Repentance & Forgiveness

Repentance is God's work -- just as is faith, in the sense that God must grant them to us by His grace, since we do not inherently possess the capacity to repent or believe unto salvation apart from God's gracious work in us. But this does not mean that repentance is not something we ourselves do ... just as with faith, we ourselves must exercize it, put it into practice.

Repentance presupposes faith -- no one can repent toward someone they don't believe exists. Repentance involves turning away from an offense with the intent not to go on repeating it. Faith deals with our thinking, attitudes, and actions toward someone and what that person has done for us. Repentance deals with our thinking, attitudes, and actions towards ourselves in relation to someone else, and what we have done against that person. In faith, I trust in God for salvation through Christ from the penalty of my sins. In repentance, I turn from my sins and self-directed life and submit to God as the only rightful Director of my life.

In regards to our relationship with God, the connection between repentance and forgiveness is no different than the connection between faith and forgiveness. We cannot be forgiven by God without faith in Him, nor can we receive His forgiveness without faith in Him. Likewise we cannot be forgiven by God without repentance toward God, nor can we receive His forgiveness without repentance toward Him. This is not because God is unwilling to forgive us unless we believe and repent; it is simply that forgiveness is not real or complete until it is received by the offender, and the means of receiving it are faith and repentance.

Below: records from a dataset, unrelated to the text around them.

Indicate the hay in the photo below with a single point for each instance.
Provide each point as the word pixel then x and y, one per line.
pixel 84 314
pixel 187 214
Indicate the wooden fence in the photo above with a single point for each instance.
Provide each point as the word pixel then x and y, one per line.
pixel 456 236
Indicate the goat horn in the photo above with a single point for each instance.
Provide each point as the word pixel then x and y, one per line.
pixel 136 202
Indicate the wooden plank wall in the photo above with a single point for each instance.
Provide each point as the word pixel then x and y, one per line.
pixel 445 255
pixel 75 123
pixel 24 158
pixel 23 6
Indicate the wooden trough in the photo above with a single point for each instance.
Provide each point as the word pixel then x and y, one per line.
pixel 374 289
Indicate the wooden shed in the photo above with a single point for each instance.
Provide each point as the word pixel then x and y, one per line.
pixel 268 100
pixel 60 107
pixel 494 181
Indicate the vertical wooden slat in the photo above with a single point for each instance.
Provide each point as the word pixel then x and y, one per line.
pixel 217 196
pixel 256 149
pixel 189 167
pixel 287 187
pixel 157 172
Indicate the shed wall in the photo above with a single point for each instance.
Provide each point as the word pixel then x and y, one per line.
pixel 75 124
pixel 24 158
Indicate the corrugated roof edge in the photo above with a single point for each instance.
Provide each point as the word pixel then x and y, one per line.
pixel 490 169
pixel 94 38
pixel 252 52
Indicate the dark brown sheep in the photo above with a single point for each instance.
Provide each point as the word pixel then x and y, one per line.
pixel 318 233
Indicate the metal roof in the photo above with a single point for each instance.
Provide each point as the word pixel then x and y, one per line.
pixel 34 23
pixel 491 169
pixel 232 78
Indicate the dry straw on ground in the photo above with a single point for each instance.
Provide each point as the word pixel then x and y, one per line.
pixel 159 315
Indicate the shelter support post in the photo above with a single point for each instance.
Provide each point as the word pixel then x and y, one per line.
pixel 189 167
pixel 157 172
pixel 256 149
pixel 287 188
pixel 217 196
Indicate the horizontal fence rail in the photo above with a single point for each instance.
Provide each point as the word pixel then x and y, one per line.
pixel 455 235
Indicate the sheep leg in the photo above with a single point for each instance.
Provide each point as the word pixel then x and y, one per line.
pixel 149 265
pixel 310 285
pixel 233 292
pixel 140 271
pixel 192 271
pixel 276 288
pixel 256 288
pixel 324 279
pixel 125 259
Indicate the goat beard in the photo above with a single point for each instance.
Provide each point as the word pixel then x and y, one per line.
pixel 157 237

In regards to our relationship with others, the same stands true. If you commit some offense against me, it would be quite impossible for me to forgive you if you did not believe I existed -- not because I would not want to forgive you, but simply because if you didn't believe I existed, you would never ask me for forgiveness. Few rational adults would be repentant and ask Santa to forgive them for not leaving our milk and cookies, because they don't believe in Santa. (Because Santa doesn't exist -- sorry to have to break it to you like that in a public forum, but it is time you knew anyway.)

So, is repentance required for forgiveness? Yes -- but this does not mean that we are to hold back on extending forgiveness until someone repents! The Father stands anxiously awaiting for the prodigal's return, looking for us while we are yet afar off. He holds out forgiveness, desiring to grant it, waiting for it to be accepted. But until it is accepted, there is no forgiveness. Must someone repent before we can forgive them their trespasses against us? Yes, for in order for forgiveness to be complete, it must be received. But if we are standing back, holding on to the offense, unwilling to extend forgiveness unless it is asked for, we have seriously missed the whole point of what forgiveness is all about. Are we anxiously longing to forgive those who have offended, if only they would ask? That, my friends, is a true sign of one who has some understanding of how much they have been forgiven by God.

Tuesday, August 21, 2007

Everybody's Got a Blog

Everyone has a blog. Except me. Well, until now. Now I have one, too. I can stop feeling left out. I can be one of those people who says, "Yeah, I wrote about that on my blog the other day," or "That will make a good post for my blog," or "My blog is all about hushpuppies," etc.

I can't wait for my first response! Will it be interesting? Exciting? Will unknown persons from foreign lands suddenly discover how fascinating, witty, interesting, and entertaining I am? Will I stop asking myself questions now?

So here it is, my first blog entry. I've heard you have to make the first one really good, so folks will want to keep coming back. How'd I do?